The 5 DNA methylation-driven genes were C-X-C motif chemokine ligand 3 (CXCL3), coagulation factor V (F5), G protein subunit alpha I1 (GNAI1), Guanidinoacetate N-Methyltransferase (GAMT) and growth hormone receptor (GHR) and were selected to build the prognostic model. Correlation analyses of mRNA expression level and methylation level at representative CpG site and mean level of all CpG sites (CpGs) of the 5 genes were presented in Figure 2 , the expression of CXCL3, F5, GNAI1, GAMT and GHR were all negatively correlated with the DNA methylation levels and were all statistically significant ( Figure 2 and Table S6 ).
Prognostic Value of DNA Methylation-Driven Genes
We performed survival analyses based on different mRNA expression and DNA methylation levels of CXCL3, F5, GNAI1, GAMT and GHR in the dataset from TCGA. High expression and low DNA hypermethylation of F5, GNAI1, GAMT and GHR, as well as low expression and high DNA hypomethylation of CXCL3 were significantly associated with worse prognosis ( Figures 3A, B ), which demonstrating a negative regulatory relationship between DNA methylation and gene expression, suggesting the DNA methylation might be driven factor in these aberrantly expressed genes in GC. In addition, we observed the similar difference of outcomes between high expression and low expression patients in 6 microarray datasets, which validated the prognostic value of these DNA methylation-driven genes in GC ( Figure 3C ).

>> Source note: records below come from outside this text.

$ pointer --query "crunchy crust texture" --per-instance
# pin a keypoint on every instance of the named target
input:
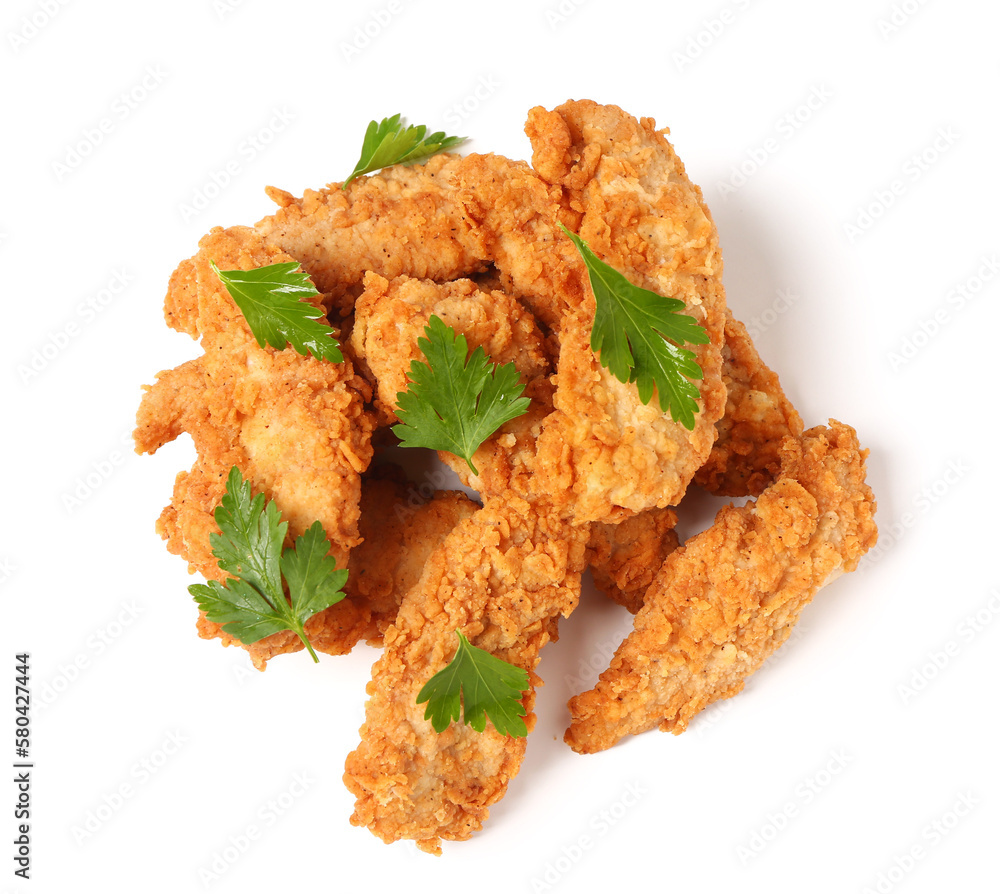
(746, 457)
(726, 600)
(296, 426)
(503, 577)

Generation of the Risk Score and Prognostic Risk Model of Nomogram
We performed the multi-Cox proportional hazards regression analysis to calculate the risk score by the predictive function within R. Here, the cutoff value for the risk score was 0, which risk score < 0 represented low risk whereas risk score ≥ 0 represented high risk. GC patients were divided into high-risk and low-risk group according to the optimum cutoff. Next, we integrated the above prognostic risk model and available clinicopathological characteristics (age, gender and TNM stage) to build a quantitative nomogram for predicting the individualized probability of survival times in clinical practice ( Figure 4A ). The C-index for the nomogram was 0.674 (95% CI: 0.637–0.711), which showed a high predictive accuracy. The calibration curves of the nomogram between the predicted 1-, 3-, and 5-year OS probabilities and the best prediction (represented by the 45-degree line) showed good consistency ( Figure 4B ).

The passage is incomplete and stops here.